A weak-kneed run in to expiry saw March-17 fall 169 points. Rolling off the board at 19.31 USc/lb, expiry was highlighted by a single receiver of 1.2 million tonnes. Prices appear to have stabilized overnight, prompt May-17 bouncing off back into positive territory. With March-17 expiry out of the way, attention returns the fundamental backdrop – India, China and Brazil – hanging over the market. A mixed start for Brazil saw latest UNICA report showing 127 kmt production at the end of February – preliminary estimates seeing the crop at 35.5mmt. In India, Government has announced that they will only make a decision on actions going forward at the end of March. This supports common views that Indian import requirements will manifest in whites vs raws, the longer it is dragged out. As trade flow outlooks remain dim, Chinese stock releases continue to pop up as a formidable solution. The common question of how much and how fast Government is willing to release them is a separate issue.
Looking ahead, we maintain a neutral view for raw sugar futures.18–21 USc/lb range makes sense, with strong weakness below 22 cents.

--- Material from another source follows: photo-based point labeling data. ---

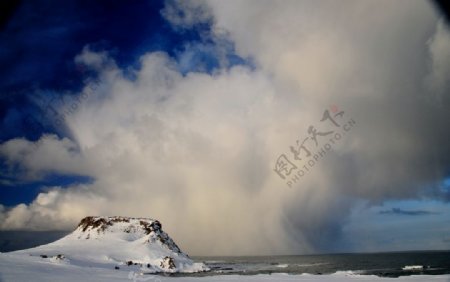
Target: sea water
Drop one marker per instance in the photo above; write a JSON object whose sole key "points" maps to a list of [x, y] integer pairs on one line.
{"points": [[382, 264]]}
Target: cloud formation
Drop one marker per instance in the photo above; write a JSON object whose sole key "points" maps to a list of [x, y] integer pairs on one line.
{"points": [[197, 150]]}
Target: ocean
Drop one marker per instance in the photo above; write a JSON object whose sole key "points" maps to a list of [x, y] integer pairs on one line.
{"points": [[393, 264]]}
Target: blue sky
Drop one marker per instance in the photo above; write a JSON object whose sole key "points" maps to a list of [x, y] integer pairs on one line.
{"points": [[169, 108], [40, 41]]}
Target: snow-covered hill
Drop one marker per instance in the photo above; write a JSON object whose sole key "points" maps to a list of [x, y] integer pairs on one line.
{"points": [[116, 243]]}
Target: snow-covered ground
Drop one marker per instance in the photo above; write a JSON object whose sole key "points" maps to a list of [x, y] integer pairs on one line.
{"points": [[20, 268], [132, 249]]}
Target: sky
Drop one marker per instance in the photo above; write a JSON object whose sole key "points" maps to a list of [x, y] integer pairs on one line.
{"points": [[245, 127]]}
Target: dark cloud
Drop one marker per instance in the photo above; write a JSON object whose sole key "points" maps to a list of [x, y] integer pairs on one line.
{"points": [[399, 211]]}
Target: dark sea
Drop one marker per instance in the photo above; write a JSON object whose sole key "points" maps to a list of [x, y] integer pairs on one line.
{"points": [[381, 264], [392, 264]]}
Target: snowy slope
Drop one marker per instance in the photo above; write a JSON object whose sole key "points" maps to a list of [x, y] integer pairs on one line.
{"points": [[116, 243]]}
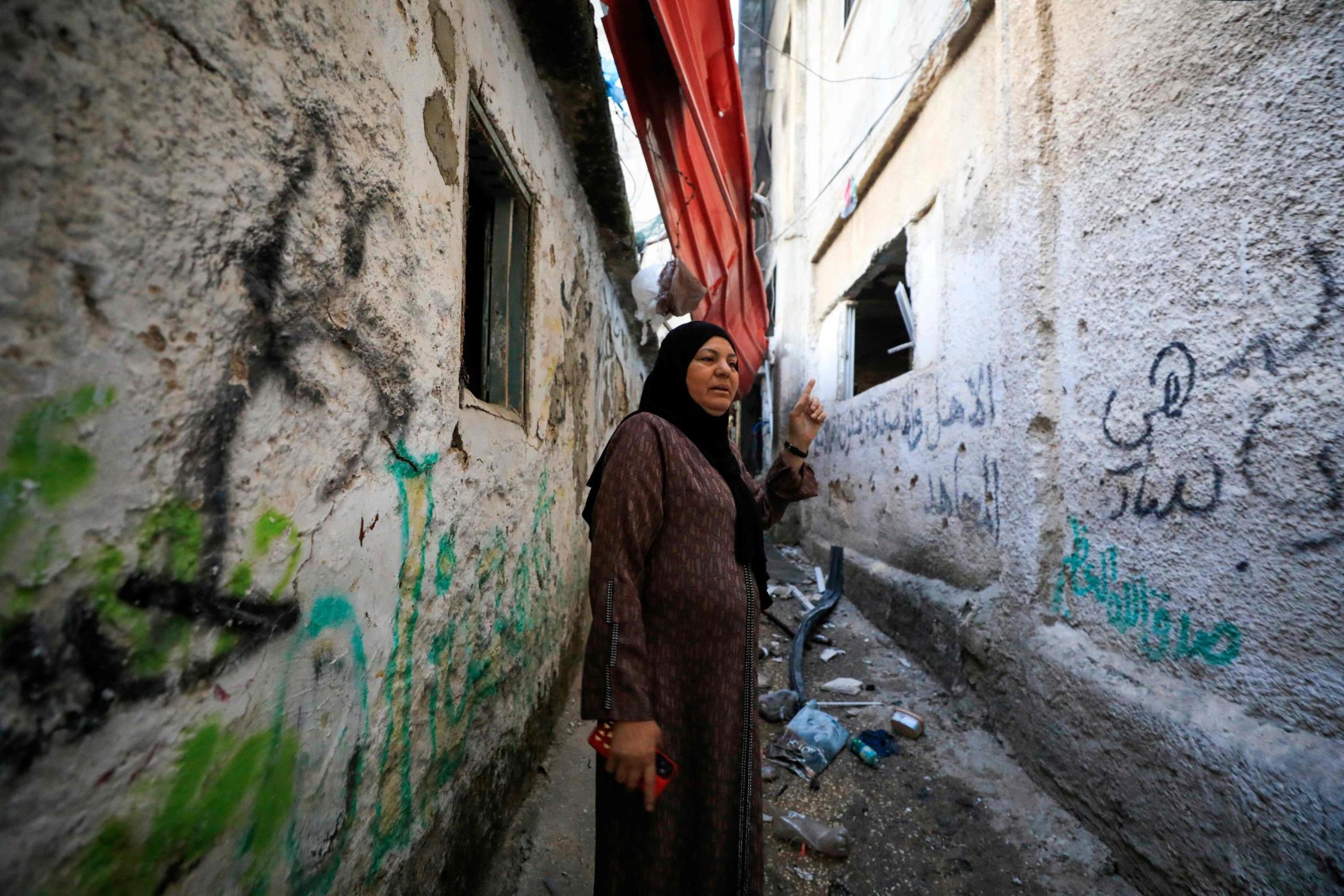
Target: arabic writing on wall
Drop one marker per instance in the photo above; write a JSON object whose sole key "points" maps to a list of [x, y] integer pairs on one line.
{"points": [[1136, 606]]}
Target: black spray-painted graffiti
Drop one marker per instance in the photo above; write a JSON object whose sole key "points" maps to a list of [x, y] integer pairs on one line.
{"points": [[977, 507], [961, 492], [1289, 454], [902, 413], [1171, 379], [1292, 460]]}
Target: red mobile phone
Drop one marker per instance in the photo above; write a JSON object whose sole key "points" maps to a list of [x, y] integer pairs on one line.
{"points": [[663, 767]]}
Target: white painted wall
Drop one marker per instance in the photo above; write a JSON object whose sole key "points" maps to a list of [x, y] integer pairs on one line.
{"points": [[1124, 250], [273, 593]]}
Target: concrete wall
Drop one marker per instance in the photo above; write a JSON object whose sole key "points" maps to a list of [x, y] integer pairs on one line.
{"points": [[1109, 495], [280, 609]]}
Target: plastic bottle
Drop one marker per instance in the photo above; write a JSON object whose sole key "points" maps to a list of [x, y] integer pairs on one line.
{"points": [[863, 751], [799, 829]]}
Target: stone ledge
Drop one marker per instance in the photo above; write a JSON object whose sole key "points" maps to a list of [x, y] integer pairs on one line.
{"points": [[1188, 792]]}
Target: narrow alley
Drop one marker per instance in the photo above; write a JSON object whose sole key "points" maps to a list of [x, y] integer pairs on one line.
{"points": [[949, 815], [394, 392]]}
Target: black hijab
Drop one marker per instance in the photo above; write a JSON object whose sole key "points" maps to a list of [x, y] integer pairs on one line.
{"points": [[666, 396]]}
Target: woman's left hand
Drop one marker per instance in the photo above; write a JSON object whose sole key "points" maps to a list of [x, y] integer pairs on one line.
{"points": [[805, 418]]}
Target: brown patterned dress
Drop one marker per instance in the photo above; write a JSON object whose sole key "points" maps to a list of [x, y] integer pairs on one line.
{"points": [[674, 640]]}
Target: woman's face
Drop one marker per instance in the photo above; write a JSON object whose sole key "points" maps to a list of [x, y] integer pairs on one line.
{"points": [[713, 376]]}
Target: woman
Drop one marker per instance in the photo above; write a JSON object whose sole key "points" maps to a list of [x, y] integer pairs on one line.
{"points": [[676, 579]]}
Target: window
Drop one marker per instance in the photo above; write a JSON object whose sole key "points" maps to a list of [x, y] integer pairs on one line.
{"points": [[496, 277], [878, 328]]}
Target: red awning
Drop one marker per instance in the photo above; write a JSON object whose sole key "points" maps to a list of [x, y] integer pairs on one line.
{"points": [[676, 66]]}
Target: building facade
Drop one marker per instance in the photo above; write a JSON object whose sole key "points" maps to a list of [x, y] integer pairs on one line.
{"points": [[1069, 276], [315, 317]]}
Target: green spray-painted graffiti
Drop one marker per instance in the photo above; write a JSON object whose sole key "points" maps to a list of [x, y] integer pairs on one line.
{"points": [[393, 813], [265, 790], [1133, 605], [266, 532], [39, 465], [332, 679], [471, 657], [214, 778]]}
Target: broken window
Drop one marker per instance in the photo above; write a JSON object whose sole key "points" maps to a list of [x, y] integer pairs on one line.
{"points": [[878, 330], [496, 277]]}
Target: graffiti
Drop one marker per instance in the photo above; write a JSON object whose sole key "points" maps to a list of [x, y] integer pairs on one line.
{"points": [[273, 528], [1289, 457], [324, 696], [1292, 460], [133, 632], [220, 782], [469, 659], [1135, 606], [977, 507], [393, 813], [1171, 379], [41, 467], [292, 788], [970, 403]]}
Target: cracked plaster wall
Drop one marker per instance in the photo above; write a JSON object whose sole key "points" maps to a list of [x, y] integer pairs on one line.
{"points": [[276, 604], [1109, 495]]}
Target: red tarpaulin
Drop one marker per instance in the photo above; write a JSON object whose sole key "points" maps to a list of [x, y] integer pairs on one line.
{"points": [[675, 58]]}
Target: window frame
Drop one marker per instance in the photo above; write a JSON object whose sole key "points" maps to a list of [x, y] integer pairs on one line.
{"points": [[518, 280]]}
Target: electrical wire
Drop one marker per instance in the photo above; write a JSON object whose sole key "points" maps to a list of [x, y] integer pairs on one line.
{"points": [[834, 81], [964, 14]]}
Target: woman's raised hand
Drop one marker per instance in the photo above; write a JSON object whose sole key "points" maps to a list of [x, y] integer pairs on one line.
{"points": [[805, 418], [630, 761]]}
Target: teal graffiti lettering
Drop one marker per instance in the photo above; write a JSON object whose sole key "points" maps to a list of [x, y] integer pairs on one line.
{"points": [[1133, 606]]}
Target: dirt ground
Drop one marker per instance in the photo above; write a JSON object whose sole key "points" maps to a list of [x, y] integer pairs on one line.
{"points": [[952, 813]]}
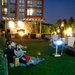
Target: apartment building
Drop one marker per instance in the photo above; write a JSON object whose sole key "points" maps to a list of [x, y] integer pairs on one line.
{"points": [[19, 9]]}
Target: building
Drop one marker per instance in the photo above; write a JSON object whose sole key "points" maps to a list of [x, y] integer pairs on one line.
{"points": [[19, 9], [27, 12]]}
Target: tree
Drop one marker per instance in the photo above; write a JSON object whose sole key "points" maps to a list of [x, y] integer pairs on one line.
{"points": [[70, 22], [2, 27], [65, 23], [58, 24]]}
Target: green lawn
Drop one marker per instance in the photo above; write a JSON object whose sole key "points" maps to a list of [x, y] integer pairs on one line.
{"points": [[64, 65]]}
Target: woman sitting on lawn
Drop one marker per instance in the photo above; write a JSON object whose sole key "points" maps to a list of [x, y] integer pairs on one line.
{"points": [[10, 53], [22, 57]]}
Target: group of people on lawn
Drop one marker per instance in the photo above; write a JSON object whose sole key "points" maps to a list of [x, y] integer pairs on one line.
{"points": [[14, 49]]}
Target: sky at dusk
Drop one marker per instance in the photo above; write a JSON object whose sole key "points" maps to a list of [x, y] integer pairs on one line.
{"points": [[58, 9]]}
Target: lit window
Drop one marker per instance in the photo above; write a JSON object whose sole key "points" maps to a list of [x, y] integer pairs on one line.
{"points": [[4, 11], [21, 10], [29, 2], [13, 1], [4, 2], [30, 12], [12, 10]]}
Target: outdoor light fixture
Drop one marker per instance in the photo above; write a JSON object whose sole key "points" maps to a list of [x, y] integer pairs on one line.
{"points": [[11, 24], [57, 43], [58, 30], [69, 32], [20, 24], [21, 33]]}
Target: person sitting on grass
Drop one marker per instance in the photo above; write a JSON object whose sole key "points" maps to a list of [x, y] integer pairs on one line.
{"points": [[26, 59], [19, 53], [10, 53]]}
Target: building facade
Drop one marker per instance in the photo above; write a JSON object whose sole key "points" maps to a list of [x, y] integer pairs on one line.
{"points": [[21, 14], [19, 9]]}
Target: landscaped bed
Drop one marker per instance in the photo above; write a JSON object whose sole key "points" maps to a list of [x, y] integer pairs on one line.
{"points": [[64, 65]]}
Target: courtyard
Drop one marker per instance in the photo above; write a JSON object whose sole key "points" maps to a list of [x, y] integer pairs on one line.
{"points": [[63, 65]]}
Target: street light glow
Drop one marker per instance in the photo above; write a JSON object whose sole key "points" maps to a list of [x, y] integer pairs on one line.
{"points": [[11, 24], [69, 32], [21, 33], [58, 42], [58, 30], [20, 24]]}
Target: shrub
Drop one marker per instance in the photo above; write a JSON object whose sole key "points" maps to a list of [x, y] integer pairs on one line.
{"points": [[2, 42]]}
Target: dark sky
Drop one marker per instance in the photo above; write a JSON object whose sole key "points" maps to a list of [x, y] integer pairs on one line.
{"points": [[58, 9]]}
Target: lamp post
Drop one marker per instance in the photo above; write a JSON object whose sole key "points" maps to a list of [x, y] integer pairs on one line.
{"points": [[57, 43], [62, 28]]}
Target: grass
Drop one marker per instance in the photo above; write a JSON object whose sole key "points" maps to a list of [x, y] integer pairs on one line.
{"points": [[2, 63], [64, 65]]}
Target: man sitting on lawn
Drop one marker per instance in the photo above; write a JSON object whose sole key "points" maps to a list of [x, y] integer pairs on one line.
{"points": [[10, 53]]}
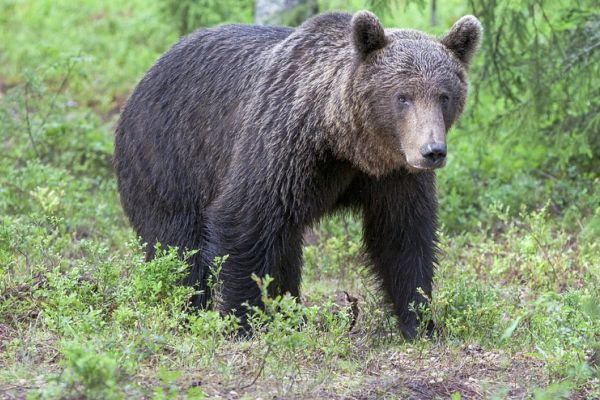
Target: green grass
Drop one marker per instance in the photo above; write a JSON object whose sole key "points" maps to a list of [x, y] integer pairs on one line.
{"points": [[516, 301]]}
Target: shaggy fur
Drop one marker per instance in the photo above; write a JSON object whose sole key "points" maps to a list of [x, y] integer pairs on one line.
{"points": [[240, 137]]}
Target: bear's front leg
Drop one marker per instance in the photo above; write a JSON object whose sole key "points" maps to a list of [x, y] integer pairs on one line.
{"points": [[400, 238]]}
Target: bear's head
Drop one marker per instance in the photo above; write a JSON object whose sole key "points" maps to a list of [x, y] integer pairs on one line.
{"points": [[407, 90]]}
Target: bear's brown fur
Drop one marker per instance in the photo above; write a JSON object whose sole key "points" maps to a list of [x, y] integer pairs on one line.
{"points": [[240, 137]]}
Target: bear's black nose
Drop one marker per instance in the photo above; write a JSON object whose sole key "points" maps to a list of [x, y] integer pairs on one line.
{"points": [[434, 152]]}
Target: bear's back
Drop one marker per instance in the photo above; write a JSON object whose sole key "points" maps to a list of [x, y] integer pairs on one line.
{"points": [[175, 136]]}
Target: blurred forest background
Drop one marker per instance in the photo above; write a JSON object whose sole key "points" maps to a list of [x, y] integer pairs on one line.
{"points": [[516, 303]]}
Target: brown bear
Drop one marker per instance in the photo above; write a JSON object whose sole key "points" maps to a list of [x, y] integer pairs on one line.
{"points": [[240, 137]]}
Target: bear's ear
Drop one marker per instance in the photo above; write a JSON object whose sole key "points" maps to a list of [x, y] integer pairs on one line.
{"points": [[368, 34], [463, 38]]}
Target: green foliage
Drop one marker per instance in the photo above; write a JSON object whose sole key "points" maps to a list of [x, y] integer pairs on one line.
{"points": [[189, 15]]}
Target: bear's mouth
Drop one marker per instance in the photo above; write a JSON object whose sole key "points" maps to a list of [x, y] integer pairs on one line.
{"points": [[426, 165]]}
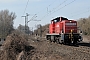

A constructive end to the week saw the AUD through 77 cents, before retracing gains made in the following session. The AUD firm through the 0.7650 – 0.7750 range. Last week we saw the RBA minutes which provided little in the form of new information. RBA Governor Lowe spoke later reiterating a neutral stance on policy as long as labour market conditions were as expected. A lack of hawkishness in the FOMC minutes fuelled the AUD gains above 77 cents. This week we have seen mixed local data, as Q4 GDP came in better than expected. And local trade balances weaker than expected. Tonight we have manufacturing PMI in the US, which may create some market volatility given the lack of data this week.